Artificial intelligence (AI) is a field of study in computer science that focuses on creating machines that can perform tasks that typically require human intelligence, such as learning, problem-solving, and decision-making. AI systems can be used for a variety of tasks, including facial recognition, internet searches, and driving cars. The long-term goal of many researchers is to create general AI (AGI) that can outperform humans at nearly every thinking task. One recent development in AI is Google's Duplex system, which can conduct natural conversations over the phone to carry out real-world tasks, such as scheduling appointments.

In [66]:
# giving prompt for query
query = "What are the ways that people think and learn about things?"
prompt = f'''
    You are a chatbot you must generate a good summarised answer from the context.
    Use the following provided context to answer the query enclosed within triple backticks.
    Context: {extracted_text}
    User Query: ```{query}```
    Answer:
'''

# generating answer from the context and query using 'llama2-70b-4096' model:
completion1 = client.chat.completions.create(
    model="llama2-70b-4096",
    messages=[
        {
            "role": "user",
            "content": f""" {prompt}
            """
        }
    ],
    temperature=0.5,
    max_tokens=1024,
    top_p=1,
    stream=True,
    stop=None,
)

# printing the result
for chunk in completion1:
    print(chunk.choices[0].delta.content or "", end="")
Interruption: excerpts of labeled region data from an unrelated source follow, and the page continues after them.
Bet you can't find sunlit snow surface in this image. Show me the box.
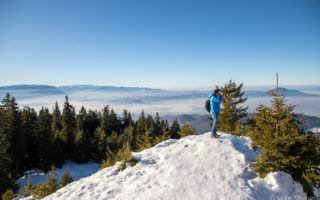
[17,162,99,192]
[28,133,305,200]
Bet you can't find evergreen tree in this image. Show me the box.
[23,177,33,197]
[0,124,15,196]
[122,110,133,129]
[94,127,108,161]
[1,93,25,174]
[116,142,131,161]
[2,189,18,200]
[135,133,152,151]
[33,166,59,199]
[36,108,54,171]
[51,101,62,133]
[73,107,90,162]
[218,80,248,133]
[60,170,73,187]
[170,120,180,139]
[248,92,320,195]
[62,96,76,158]
[21,107,39,169]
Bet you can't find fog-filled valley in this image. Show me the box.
[0,85,320,117]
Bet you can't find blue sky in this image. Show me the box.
[0,0,320,88]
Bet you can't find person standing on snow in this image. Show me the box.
[209,88,223,138]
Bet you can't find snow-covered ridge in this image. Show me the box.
[44,133,305,200]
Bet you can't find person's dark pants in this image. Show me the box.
[210,113,219,135]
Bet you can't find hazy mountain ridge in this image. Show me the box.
[163,113,320,133]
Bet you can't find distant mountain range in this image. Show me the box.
[245,87,319,97]
[163,113,320,133]
[0,85,319,100]
[0,85,65,98]
[58,85,164,92]
[0,85,163,98]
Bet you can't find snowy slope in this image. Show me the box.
[17,161,99,192]
[45,133,305,200]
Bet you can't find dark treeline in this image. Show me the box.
[0,94,192,194]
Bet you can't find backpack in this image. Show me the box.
[204,95,212,113]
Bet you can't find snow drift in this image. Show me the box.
[44,133,306,200]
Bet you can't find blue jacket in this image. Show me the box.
[209,94,222,114]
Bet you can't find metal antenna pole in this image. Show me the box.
[276,73,279,94]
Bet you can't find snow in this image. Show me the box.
[17,162,99,190]
[31,133,306,200]
[308,127,320,133]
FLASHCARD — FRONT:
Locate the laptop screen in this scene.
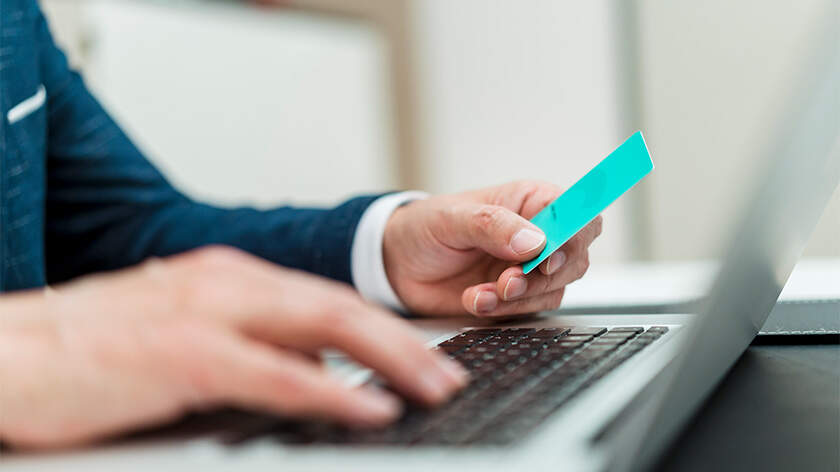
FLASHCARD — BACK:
[615,15,840,469]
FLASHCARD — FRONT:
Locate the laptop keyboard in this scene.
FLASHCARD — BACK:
[225,326,668,446]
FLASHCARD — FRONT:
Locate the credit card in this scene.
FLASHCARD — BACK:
[522,131,653,274]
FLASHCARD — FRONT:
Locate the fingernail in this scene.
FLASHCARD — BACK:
[359,388,402,421]
[503,277,528,300]
[546,251,566,274]
[510,229,545,254]
[473,291,499,313]
[419,369,451,403]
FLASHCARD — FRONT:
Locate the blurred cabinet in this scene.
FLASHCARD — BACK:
[60,0,396,205]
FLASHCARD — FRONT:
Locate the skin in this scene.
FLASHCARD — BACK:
[0,182,601,449]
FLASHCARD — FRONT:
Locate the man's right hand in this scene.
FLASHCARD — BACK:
[0,248,467,448]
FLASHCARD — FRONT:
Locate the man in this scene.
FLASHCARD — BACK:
[0,0,601,448]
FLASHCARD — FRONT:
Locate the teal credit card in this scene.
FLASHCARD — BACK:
[522,131,653,274]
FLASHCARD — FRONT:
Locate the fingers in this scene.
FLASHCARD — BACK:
[461,282,565,318]
[166,251,467,404]
[462,216,603,316]
[433,203,545,261]
[539,215,604,280]
[209,335,402,427]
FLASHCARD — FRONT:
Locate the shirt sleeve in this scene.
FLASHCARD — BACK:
[350,191,429,312]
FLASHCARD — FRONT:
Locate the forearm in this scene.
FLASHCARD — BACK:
[0,291,56,445]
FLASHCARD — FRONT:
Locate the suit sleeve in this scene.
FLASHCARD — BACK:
[38,7,376,283]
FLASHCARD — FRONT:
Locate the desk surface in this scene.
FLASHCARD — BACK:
[658,345,840,471]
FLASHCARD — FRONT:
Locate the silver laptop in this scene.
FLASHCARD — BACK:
[3,12,840,472]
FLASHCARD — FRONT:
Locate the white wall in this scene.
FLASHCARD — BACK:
[639,0,840,259]
[51,0,396,205]
[413,0,632,261]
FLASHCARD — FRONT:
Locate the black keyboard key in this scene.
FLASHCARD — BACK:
[569,327,607,336]
[264,327,667,445]
[558,334,593,343]
[435,345,465,355]
[609,326,645,334]
[529,328,569,339]
[465,328,503,337]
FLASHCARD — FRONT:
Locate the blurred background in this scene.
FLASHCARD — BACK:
[41,0,840,262]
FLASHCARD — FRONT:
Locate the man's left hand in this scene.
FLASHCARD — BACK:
[383,181,602,317]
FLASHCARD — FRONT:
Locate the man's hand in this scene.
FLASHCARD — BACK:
[383,182,602,317]
[0,248,466,448]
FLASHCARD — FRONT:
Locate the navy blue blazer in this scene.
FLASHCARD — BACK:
[0,0,376,292]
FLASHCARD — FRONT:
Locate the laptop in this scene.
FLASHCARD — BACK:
[3,12,840,472]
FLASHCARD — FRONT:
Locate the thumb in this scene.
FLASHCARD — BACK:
[441,204,545,262]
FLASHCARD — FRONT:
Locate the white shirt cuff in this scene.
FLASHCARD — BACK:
[350,192,429,311]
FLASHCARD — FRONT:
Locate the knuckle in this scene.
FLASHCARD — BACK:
[191,245,246,268]
[575,252,589,278]
[549,290,565,310]
[471,205,502,231]
[318,301,356,342]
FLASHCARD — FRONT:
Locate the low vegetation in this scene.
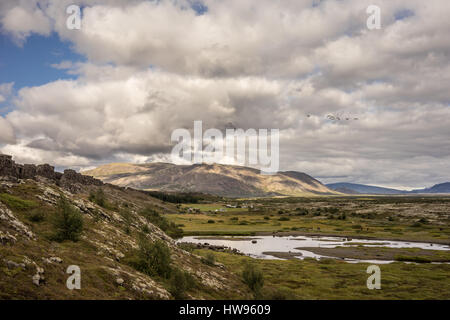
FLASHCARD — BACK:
[51,196,83,242]
[140,207,183,239]
[242,263,264,298]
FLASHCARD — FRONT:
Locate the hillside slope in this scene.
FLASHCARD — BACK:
[84,163,337,197]
[0,156,251,300]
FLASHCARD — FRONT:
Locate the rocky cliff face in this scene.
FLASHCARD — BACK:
[0,154,103,192]
[0,156,251,300]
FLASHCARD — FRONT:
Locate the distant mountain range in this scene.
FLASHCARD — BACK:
[83,163,339,197]
[326,182,450,195]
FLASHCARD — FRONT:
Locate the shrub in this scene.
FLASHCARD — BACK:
[142,224,150,233]
[242,263,264,298]
[28,209,45,222]
[395,256,431,263]
[89,188,106,208]
[0,193,38,211]
[202,252,216,266]
[140,207,183,238]
[131,237,172,279]
[52,195,83,242]
[169,269,195,300]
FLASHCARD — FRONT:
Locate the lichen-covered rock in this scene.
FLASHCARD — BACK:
[0,154,103,192]
[0,203,36,240]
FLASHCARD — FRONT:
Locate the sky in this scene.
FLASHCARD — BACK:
[0,0,450,189]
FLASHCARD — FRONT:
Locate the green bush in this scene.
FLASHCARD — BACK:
[52,195,83,242]
[0,193,38,211]
[140,207,183,239]
[202,252,216,266]
[27,209,45,222]
[242,263,264,298]
[130,237,172,279]
[142,224,150,233]
[395,256,431,263]
[89,188,107,208]
[169,269,195,300]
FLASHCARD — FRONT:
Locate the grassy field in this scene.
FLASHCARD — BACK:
[194,249,450,300]
[167,212,450,243]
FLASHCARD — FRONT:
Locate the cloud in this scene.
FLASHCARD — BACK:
[0,117,16,144]
[0,0,450,187]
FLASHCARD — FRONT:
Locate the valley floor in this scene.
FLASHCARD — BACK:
[168,197,450,299]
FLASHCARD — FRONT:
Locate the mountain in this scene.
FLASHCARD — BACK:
[411,182,450,193]
[326,182,406,194]
[83,163,338,197]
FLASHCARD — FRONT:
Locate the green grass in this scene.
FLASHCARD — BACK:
[194,249,450,300]
[167,212,450,241]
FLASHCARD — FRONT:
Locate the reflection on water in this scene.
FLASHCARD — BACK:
[178,236,450,264]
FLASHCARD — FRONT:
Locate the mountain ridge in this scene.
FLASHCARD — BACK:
[83,162,339,197]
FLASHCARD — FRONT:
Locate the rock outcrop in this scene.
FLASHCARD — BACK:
[0,154,103,191]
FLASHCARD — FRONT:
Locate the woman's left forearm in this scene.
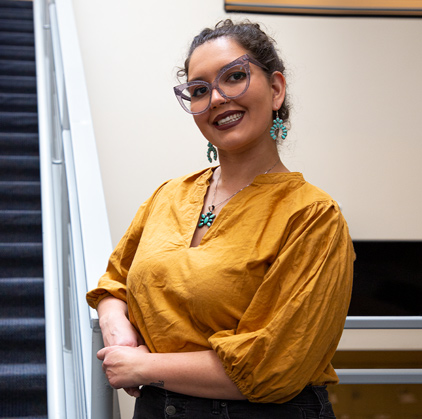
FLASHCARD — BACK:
[99,346,246,400]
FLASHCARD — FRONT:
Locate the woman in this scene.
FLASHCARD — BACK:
[87,20,354,419]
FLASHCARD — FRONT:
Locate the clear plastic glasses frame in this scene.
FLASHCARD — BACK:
[174,54,267,115]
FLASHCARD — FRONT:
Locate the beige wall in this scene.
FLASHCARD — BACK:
[74,0,422,418]
[74,0,422,244]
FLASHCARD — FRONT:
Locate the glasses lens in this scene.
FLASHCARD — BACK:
[218,64,249,98]
[181,82,210,113]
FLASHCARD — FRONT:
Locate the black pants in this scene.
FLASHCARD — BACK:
[133,386,335,419]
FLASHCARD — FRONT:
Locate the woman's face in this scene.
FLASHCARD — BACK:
[188,37,285,156]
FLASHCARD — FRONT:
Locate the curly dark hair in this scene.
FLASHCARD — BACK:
[177,19,290,123]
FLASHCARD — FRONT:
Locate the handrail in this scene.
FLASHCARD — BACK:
[34,0,66,419]
[34,0,120,419]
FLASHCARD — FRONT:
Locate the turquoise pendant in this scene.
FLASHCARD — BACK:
[198,210,215,227]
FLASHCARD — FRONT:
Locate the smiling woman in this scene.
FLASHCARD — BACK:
[87,20,354,419]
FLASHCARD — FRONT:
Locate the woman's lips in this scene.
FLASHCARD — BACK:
[213,111,244,130]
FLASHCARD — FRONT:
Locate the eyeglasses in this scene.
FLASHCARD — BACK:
[174,54,267,115]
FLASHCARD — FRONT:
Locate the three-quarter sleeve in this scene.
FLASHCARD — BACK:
[86,182,167,309]
[209,201,355,403]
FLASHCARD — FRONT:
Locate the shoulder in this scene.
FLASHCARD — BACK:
[271,172,338,213]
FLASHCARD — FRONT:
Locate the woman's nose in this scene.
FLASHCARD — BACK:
[211,88,227,108]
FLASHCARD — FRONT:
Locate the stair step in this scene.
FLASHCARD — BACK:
[0,17,34,33]
[0,0,32,10]
[0,112,38,134]
[0,75,37,93]
[1,5,34,21]
[0,45,35,61]
[0,132,39,156]
[0,155,40,181]
[0,389,47,419]
[0,317,45,342]
[0,243,43,278]
[0,91,37,112]
[0,60,35,77]
[0,364,47,391]
[0,182,41,210]
[0,278,44,318]
[0,210,42,243]
[0,31,35,48]
[0,92,37,112]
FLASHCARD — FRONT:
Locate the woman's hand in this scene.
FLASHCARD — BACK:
[97,297,146,397]
[97,345,150,397]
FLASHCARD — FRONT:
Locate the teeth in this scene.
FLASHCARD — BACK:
[217,112,243,126]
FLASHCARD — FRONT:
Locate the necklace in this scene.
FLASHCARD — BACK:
[198,161,278,228]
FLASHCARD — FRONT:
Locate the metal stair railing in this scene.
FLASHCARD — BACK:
[34,0,120,419]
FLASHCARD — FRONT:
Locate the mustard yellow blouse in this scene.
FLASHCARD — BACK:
[87,169,354,403]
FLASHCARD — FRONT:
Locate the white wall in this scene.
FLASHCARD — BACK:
[74,0,422,244]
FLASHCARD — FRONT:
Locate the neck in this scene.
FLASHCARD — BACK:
[218,147,289,192]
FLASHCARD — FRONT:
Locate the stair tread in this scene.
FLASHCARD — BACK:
[0,45,35,61]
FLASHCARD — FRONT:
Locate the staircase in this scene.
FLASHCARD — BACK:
[0,0,47,419]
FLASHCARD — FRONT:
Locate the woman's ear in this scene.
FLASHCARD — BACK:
[271,71,286,111]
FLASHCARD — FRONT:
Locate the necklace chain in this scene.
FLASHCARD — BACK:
[198,160,278,227]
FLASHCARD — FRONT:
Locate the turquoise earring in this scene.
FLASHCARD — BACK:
[207,141,217,163]
[270,112,287,141]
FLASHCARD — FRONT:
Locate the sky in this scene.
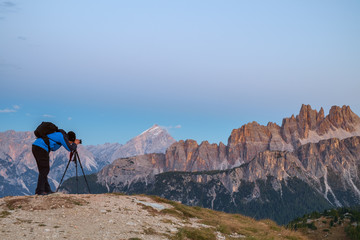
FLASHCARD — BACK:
[0,0,360,145]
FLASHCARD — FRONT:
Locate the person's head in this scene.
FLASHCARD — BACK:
[68,131,76,142]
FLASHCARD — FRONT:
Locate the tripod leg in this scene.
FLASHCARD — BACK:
[74,155,79,194]
[76,152,91,193]
[55,159,71,192]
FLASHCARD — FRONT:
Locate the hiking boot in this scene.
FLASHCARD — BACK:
[36,192,48,196]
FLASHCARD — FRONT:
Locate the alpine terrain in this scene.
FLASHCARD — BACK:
[64,105,360,224]
[0,125,175,197]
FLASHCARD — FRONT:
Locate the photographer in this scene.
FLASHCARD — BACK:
[32,129,81,195]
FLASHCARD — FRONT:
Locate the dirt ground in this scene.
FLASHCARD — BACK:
[0,193,202,240]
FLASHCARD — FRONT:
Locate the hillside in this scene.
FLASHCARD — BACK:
[0,193,308,240]
[287,207,360,240]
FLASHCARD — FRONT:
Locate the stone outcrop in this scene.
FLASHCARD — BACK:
[0,125,175,197]
[97,153,165,191]
[166,105,360,171]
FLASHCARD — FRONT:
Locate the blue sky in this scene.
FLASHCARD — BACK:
[0,0,360,144]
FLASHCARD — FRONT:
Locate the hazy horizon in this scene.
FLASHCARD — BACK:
[0,0,360,145]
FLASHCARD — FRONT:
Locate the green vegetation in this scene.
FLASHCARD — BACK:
[287,207,360,240]
[0,211,11,218]
[151,196,304,240]
[172,227,216,240]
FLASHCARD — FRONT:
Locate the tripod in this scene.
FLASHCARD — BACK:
[56,150,91,193]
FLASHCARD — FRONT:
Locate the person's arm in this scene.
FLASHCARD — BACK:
[59,129,79,152]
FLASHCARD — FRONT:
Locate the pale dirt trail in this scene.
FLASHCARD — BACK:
[0,193,200,240]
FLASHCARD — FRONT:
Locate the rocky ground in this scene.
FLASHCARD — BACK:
[0,193,205,240]
[0,193,307,240]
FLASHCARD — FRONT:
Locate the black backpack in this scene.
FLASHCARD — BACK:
[34,122,59,152]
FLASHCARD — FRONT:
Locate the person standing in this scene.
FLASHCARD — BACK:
[32,129,80,195]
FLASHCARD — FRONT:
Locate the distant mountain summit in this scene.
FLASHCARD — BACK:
[166,105,360,171]
[0,125,175,197]
[65,105,360,224]
[111,124,176,160]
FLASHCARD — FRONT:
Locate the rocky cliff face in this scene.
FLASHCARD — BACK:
[90,137,360,224]
[166,105,360,171]
[84,105,360,223]
[0,125,175,197]
[111,124,175,160]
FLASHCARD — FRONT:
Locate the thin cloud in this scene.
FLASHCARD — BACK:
[0,1,16,8]
[162,124,181,130]
[0,108,16,113]
[0,105,20,113]
[18,36,27,41]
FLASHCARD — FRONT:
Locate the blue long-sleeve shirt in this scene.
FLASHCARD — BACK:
[33,129,77,152]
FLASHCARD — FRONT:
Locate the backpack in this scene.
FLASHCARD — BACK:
[34,122,59,152]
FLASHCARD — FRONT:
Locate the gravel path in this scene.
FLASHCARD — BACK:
[0,193,197,240]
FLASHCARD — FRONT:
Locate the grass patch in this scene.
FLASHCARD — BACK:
[5,198,29,210]
[172,227,216,240]
[150,196,306,240]
[144,228,158,235]
[0,211,11,218]
[160,218,174,224]
[285,236,299,240]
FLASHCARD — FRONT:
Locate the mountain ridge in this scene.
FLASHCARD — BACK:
[0,125,175,196]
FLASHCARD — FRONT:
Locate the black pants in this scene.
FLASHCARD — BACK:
[32,145,51,194]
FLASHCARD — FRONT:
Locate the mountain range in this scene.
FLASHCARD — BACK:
[60,105,360,224]
[0,125,175,197]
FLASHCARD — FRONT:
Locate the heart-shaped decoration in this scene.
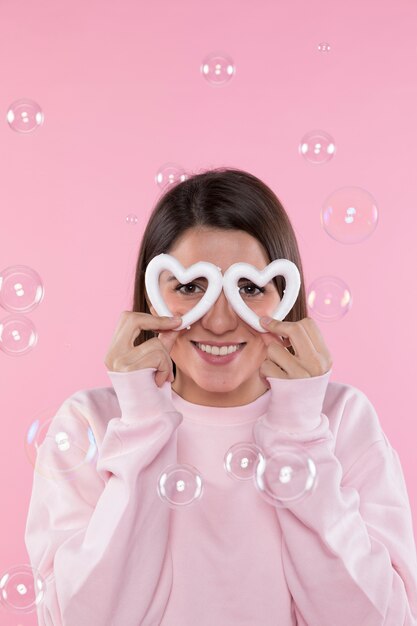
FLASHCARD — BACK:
[145,254,223,330]
[223,259,301,333]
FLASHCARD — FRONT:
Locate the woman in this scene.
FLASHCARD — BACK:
[26,169,417,626]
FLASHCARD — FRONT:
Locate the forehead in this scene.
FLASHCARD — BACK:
[168,227,269,272]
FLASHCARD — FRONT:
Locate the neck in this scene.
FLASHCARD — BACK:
[171,370,269,407]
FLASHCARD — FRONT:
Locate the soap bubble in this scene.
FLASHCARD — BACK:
[298,130,336,165]
[0,314,38,356]
[157,464,203,508]
[25,407,97,482]
[0,265,45,313]
[200,52,236,85]
[317,41,330,52]
[321,187,378,244]
[0,565,46,613]
[254,443,317,507]
[6,98,44,133]
[224,442,261,480]
[307,276,352,322]
[155,163,188,189]
[126,213,138,224]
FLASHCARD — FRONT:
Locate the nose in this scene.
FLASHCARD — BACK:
[200,290,239,335]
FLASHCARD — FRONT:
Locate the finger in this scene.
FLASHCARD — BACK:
[158,330,180,354]
[115,311,181,351]
[261,333,290,347]
[259,359,289,380]
[261,319,316,357]
[300,317,331,358]
[267,342,310,378]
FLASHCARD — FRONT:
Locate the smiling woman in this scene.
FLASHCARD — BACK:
[26,169,417,626]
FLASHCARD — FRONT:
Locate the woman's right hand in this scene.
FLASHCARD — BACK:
[104,311,182,387]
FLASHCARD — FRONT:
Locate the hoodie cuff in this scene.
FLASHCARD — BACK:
[263,369,332,434]
[107,367,178,422]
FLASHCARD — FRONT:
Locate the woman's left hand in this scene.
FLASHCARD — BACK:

There are several ways that people think and learn about things. One way is by using past experiences to solve similar problems. People can also use anticipation and imagination to think about what might happen next or how they could have done things differently. Observation is another way people learn, by inferring what might have caused an event or who might own an object. Additionally, people can use automated reasoning to answer questions and draw new conclusions, and machine learning to adapt to new circumstances and detect patterns. Finally, natural language processing and computer vision allow people to communicate with machines and process visual information. These ways of thinking and learning are being used to develop artificial intelligence (AI) systems that can perform tasks such as facial recognition, internet searches, and driving a car. The long-term goal of many researchers is to create general AI that can outperform humans at nearly every thinking task.